Similar for all three sample preparation methods, we found an uneven coverage across our region of interest. We assume this to be a result of our experimental design. The length of our long-range PCR fragments lay between 1 to 9 kbp (Figure 2A). The poorly covered 5.2 kbp region between chr1:99,762,380-99,767,573 was amplified by long-range-PCR in three smaller amplicons of 2.5 kbp, 2.0 kbp and 1.2 kbp. In contrast to the larger fragments, which comprise approximately 8–9 kbp, fragmentation of the smaller fragments likely resulted in a disproportionate larger amount of fragments below 500 bp, which were subsequently removed by the small fragment removal procedure. Consequently, the fragment coverage of this region dropped proportionally to the length of the PCR products and led to an under-representation of this area in the sequence realignment. Thus, if using long-range PCR products with the above mentioned protocol, one should strive (1) to keep the long-range PCR product sizes >3,000 bp and (2) to design PCR products that are in the same size range.
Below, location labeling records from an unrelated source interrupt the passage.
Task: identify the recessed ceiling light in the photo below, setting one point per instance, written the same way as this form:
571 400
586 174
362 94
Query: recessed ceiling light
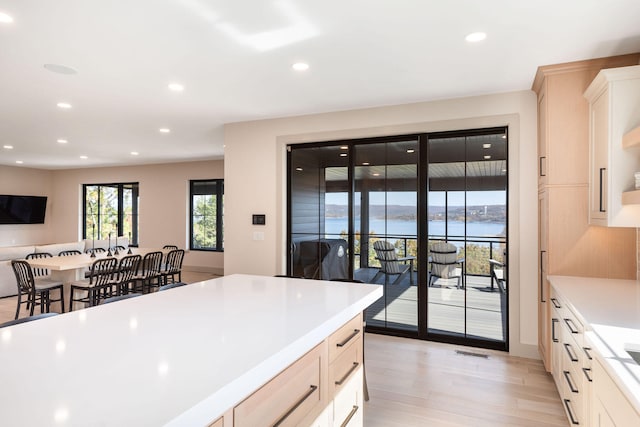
60 69
176 87
476 37
300 66
5 19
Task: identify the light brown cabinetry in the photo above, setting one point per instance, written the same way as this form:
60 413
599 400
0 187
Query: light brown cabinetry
614 99
567 244
322 388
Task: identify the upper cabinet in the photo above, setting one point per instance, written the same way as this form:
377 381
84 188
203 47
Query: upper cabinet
614 110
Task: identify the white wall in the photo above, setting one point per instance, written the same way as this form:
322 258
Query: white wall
255 182
164 204
26 182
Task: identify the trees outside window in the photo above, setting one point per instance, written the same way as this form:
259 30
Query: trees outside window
111 209
206 203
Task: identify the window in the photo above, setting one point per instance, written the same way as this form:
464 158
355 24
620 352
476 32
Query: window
206 214
109 209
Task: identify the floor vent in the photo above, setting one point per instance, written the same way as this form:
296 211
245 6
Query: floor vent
471 353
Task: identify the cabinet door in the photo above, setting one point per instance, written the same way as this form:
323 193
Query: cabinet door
599 141
542 137
543 285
Comparison of reads qualities

As different fragmentation protocols might carry over chemicals/enzymes from preceding steps into library preparation and sequencing reactions that in turn might affect read qualities, we analyzed the quality scores specifically at the 3′-ends of the sequence fragments (Figure 2B). The Roche GS Junior base calling software provides PHRED quality scores for each base. PHRED scores provide a sequencing error estimate and are hence a good tool to assess the quality of sequences and to compare the reliability of different sequencing runs on the same instrument [5]. We did not detect any significant differences in the quality scores obtained with the three different fragmentation methods (Figure 2B). For each method, the quality score continuously fell from the beginning to the end of the sequence. The choice of a particular fragmentation method did not have any influence on sequence quality as reflected by the PHRED score.

Comparison of error rates

Physical as well as enzymatic fragmentation methods might introduce DNA damage other than double strand breaks, e.g. closely spaced DNA nicks or loss of nucleotides on one strand with subsequent gap repair resulting in short deletions. We had seen such errors especially with the enzymatic fragmentation method if insufficient amounts of ligase were added.
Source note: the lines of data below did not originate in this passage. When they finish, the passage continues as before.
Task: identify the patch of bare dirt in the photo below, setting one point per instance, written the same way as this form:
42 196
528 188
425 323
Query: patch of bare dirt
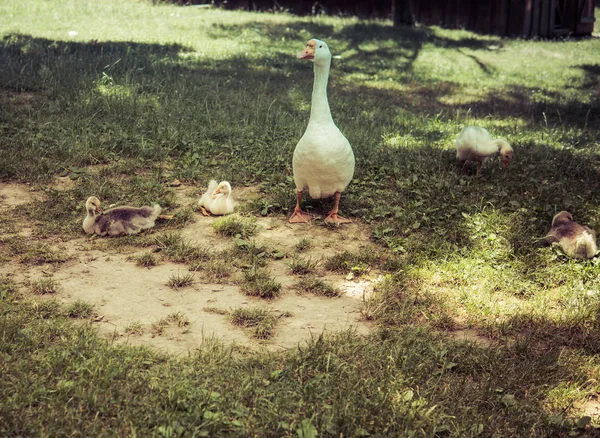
130 301
12 195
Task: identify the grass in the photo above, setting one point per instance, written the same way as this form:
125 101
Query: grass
262 320
259 283
80 309
146 260
303 244
145 93
178 250
316 286
235 225
135 328
179 280
158 327
302 265
44 286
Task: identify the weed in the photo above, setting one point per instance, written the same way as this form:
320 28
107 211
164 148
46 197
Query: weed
258 283
178 280
236 225
216 310
8 287
316 286
146 260
261 319
347 261
178 319
44 286
80 309
302 266
178 250
303 244
135 328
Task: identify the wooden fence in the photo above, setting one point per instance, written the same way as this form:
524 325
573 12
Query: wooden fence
517 18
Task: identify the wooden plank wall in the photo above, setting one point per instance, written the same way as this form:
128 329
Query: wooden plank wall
515 18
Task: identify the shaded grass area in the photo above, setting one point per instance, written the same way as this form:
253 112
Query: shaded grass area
334 385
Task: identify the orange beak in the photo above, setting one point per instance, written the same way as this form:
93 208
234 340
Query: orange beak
308 52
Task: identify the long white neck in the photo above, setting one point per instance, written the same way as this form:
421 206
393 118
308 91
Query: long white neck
319 110
89 221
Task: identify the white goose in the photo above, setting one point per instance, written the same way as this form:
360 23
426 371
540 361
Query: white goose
475 143
323 159
217 199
For missense errors we did not find any significant difference of error rates between the three fragmentation methods (Figure 3). With regard to the rate of insertion and deletion errors, the nebulization and the sonication groups did not show any difference. Both methods performed better (p<0.05) than enzymatic fragmentation (Figure 3). It is, however, noteworthy that the errors radically dropped when filters (e.g. for homopolymer errors), were applied during the variant calling procedure. Homopolymer sequencing errors – which may lead to false InDel calls – are a well-known problem of the Roche 454 technology and result from the nonlinear increase of luminescence during pyrosequencing of longer homopolymers [6]. Enzymatic digestion seems to slightly worsen this problem. A possible explanation being that during the random nicking and nick-repair procedures DNA material is lost or subjected to faulty end-repair by the Escherichia coli ligase.

Download:

Figure 3. Comparison of the percentage of missense, deletion and insertion errors in individual sequence reads.

The error frequency was calculated according to Method#1 (see Materials and Methods section) with respect to the fragmentation method. The error bars depict the standard deviation. In order to classify a position on a sequence read as erroneous, the coverage of the respective position had to be >20 fold and the percentage of the alternative (erroneous) allele to be <20%. *, p<0.05.

https://doi.org/10.1371/journal.pone.0028240.g003

In order to evaluate the quality of the final base calls, we analyzed four heterozygous SNPs that had been discovered by Sanger sequencing and a further three positions where NGS base calls deviated from homozygous Sanger base calls in at least one experiment or technical replicate (Table 1). In this analysis we found base call errors only in the nebulization and sonication subgroups. These comprised mainly insertions/deletions. For the heterozygous positions, only one genotype was wrongly predicted in the sonication group, most probably due to low coverage (only n = 4 fragments covered this position). In the seven positions assessed, we did not find any incorrect genotype prediction for the enzymatically digested samples. Taken together, all nine subgroups achieved 100% correct genotype predictions for all positions.

Download:

Table 1. NGS results in comparison with classic Sanger sequencing.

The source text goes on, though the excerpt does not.